October 07th Daily Analysis

October 07th Daily Analysis


The dollar held onto strong overnight gains on Friday, buoyed by hawkish Federal Reserve speakers and as investors looked to a key jobs report later in the day for clues on how much further U.S. rates would need to rise.

The U.S. dollar index firmed to 112.22, after rising nearly 1% overnight, moving away from a low of 110.05 hits earlier in the week. All eyes now turn to the U.S. nonfarm payrolls report due later on Friday, with economists forecasting 248,000 jobs to have been added last month, compared with 315,000 in August.

Technically, the index remains positive on both the daily and hourly charts after the correction. The hourly chart is bouncing after the correction hit 111.00. Meanwhile, the daily chart shows strong resistance below 112.30. On the other hand, technical indicators show a possible continuation of the uptrend on MACD figures and a horizontal trend signal on the RSI on the daily chart. The index remains positive as long as it is trading above 109.25.

Pivot Point: 112.05


The European currency traded in negative territory below 0.9800 during the European session. The data from Germany showed that Retail Sales and Industrial Production contracted by 1.3% and 0.8%, respectively, in August. Meanwhile, investors await the U.S. September jobs report. While the Retail Sales data is contaminated with inflationary pressures, it has declined by 2%. However, market experts projected a decline of 1.7% following the prior release of 0.9%.

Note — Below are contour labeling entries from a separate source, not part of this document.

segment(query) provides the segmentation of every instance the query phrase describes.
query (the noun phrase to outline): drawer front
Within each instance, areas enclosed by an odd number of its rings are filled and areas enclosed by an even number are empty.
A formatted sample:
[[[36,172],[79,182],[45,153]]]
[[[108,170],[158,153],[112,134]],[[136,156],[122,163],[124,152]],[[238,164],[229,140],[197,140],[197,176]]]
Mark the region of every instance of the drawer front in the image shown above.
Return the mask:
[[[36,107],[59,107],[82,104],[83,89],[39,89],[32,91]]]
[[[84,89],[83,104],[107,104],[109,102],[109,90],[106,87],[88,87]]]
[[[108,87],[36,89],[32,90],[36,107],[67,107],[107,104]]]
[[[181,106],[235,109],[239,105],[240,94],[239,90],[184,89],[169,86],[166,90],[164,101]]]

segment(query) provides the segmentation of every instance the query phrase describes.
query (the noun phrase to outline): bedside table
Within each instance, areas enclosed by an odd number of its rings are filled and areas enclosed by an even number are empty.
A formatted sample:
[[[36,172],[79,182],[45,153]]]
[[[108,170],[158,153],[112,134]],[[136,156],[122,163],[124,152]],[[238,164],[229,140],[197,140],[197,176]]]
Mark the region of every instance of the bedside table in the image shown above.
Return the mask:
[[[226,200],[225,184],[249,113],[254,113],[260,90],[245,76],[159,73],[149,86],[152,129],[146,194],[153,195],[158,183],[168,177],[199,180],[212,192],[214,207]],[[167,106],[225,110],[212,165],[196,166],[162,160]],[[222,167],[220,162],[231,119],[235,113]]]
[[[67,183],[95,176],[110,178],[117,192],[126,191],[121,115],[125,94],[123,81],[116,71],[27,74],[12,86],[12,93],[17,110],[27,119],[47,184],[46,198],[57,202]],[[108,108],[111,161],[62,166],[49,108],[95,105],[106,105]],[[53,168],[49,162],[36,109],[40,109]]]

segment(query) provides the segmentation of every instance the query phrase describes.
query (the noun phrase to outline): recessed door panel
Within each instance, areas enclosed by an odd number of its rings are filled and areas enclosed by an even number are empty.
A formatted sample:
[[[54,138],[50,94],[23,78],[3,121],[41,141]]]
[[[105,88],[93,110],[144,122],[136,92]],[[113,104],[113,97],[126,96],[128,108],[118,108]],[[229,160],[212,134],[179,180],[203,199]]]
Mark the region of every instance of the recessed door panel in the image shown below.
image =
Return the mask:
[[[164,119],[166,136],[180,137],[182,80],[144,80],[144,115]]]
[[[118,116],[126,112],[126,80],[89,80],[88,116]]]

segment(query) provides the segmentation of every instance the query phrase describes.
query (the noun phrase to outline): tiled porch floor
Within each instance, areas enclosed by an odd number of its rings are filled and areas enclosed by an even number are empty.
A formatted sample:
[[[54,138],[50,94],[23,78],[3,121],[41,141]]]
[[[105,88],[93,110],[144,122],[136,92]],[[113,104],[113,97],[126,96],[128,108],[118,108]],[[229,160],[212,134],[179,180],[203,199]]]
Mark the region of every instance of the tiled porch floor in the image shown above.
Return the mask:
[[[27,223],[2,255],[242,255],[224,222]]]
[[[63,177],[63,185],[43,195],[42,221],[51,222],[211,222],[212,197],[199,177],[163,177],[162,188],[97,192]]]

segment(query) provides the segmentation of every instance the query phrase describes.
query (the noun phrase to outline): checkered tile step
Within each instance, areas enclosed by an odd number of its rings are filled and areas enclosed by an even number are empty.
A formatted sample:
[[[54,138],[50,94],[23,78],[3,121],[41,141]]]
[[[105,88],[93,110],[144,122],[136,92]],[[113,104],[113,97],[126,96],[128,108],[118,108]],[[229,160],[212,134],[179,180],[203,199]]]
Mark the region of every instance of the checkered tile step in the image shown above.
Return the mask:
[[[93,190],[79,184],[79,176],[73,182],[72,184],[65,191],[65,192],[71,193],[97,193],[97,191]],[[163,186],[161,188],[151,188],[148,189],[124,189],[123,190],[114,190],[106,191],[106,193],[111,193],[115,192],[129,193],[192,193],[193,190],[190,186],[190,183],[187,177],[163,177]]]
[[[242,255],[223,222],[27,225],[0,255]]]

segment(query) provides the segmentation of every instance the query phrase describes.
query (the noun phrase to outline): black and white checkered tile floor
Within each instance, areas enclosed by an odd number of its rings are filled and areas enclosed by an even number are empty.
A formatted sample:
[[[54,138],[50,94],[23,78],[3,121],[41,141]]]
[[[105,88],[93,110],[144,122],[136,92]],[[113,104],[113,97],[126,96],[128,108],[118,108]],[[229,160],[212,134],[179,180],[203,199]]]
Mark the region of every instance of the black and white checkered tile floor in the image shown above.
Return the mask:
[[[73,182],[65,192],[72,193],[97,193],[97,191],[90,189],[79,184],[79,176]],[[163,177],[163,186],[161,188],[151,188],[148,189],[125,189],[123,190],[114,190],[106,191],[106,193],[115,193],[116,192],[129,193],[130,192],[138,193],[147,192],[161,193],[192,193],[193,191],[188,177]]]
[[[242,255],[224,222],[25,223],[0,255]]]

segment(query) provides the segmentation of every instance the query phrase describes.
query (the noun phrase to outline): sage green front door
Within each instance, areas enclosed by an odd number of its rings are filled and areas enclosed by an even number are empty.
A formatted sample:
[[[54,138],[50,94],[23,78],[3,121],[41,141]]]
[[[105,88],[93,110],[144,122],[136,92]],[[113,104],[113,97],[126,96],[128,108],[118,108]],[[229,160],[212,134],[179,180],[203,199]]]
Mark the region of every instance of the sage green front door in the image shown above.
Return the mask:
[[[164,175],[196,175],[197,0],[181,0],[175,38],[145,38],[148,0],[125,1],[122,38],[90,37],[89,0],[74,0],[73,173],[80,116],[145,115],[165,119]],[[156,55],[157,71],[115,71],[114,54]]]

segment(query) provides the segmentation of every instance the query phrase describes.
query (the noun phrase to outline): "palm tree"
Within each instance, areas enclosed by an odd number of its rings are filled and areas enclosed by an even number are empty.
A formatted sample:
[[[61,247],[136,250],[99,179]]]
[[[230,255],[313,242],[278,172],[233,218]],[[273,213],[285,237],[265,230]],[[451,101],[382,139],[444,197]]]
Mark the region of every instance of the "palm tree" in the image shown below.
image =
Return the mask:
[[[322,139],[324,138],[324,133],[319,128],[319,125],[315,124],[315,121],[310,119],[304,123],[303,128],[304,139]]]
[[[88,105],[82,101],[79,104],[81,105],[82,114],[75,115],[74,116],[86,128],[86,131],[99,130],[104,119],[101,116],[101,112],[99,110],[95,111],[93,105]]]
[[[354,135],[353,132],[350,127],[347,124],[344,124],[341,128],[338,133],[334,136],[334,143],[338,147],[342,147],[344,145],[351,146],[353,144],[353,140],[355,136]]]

EURUSD was down 0.45% at $0.9938 while it remains negative on the daily chart as long as it trades below the parity levels.

Pivot Point: 0.9800


Gold prices moved little on Friday as investors awaited key U.S. nonfarm payrolls data for more cues on the world’s largest economy but were headed for a second straight week of gains as pressure from the dollar eased. Focus is now squarely on U.S. nonfarm payrolls data, due later on Friday. While the reading is expected to have decreased from the prior month, any signs of strength are likely to give the Fed more space to keep hiking rates.

Bullion prices benefited as the dollar retreated further from a 20-year high this week, while U.S. Treasury yields also fell as markets bet that weakening economic growth will push the Fed into eventually softening its hawkish stance. Spot gold was largely unchanged at $1,712.03 an ounce, while gold futures were also steady at around $1,720.25 an ounce.

The 14-day Relative Strength Index (RSI) is inching higher above the midline, supporting the renewed upside in the metal. A sustained break above the 50 DMA is needed to challenge the September highs at $1,735. Alternatively, sellers could test the previous critical resistance now support at $1,700 before approaching Tuesday’s low of $1,695.

Pivot Point: 1,710


Oil prices steadied on Friday ahead of key U.S. economic data after rising over 1% in the last session on cuts to OPEC+ production targets. Brent crude futures slipped 11 cents to $94.31 a barrel. WTI crude futures were down to $88.40 a barrel, after hitting $89.37 per barrel earlier. However, both benchmarks were headed for weekly gains, fuelled by a production cut announcement by OPEC+.

WTI spot contracts remain inside the declining daily channel despite reaching the highest level since mid-September. In order to break into the uptrend, WTI prices should close the day near $91.35 a barrel. However, the 14-day RSI shows a slowdown in the momentum and a possibility of a continuation to the downside. Meanwhile, the MACD readings show a horizontal trading pattern.

On the hourly chart, technical indicators are peaking and are signaling a possible turn to the downside. However, moving averages 20 and 50 are still supporting the uptrend.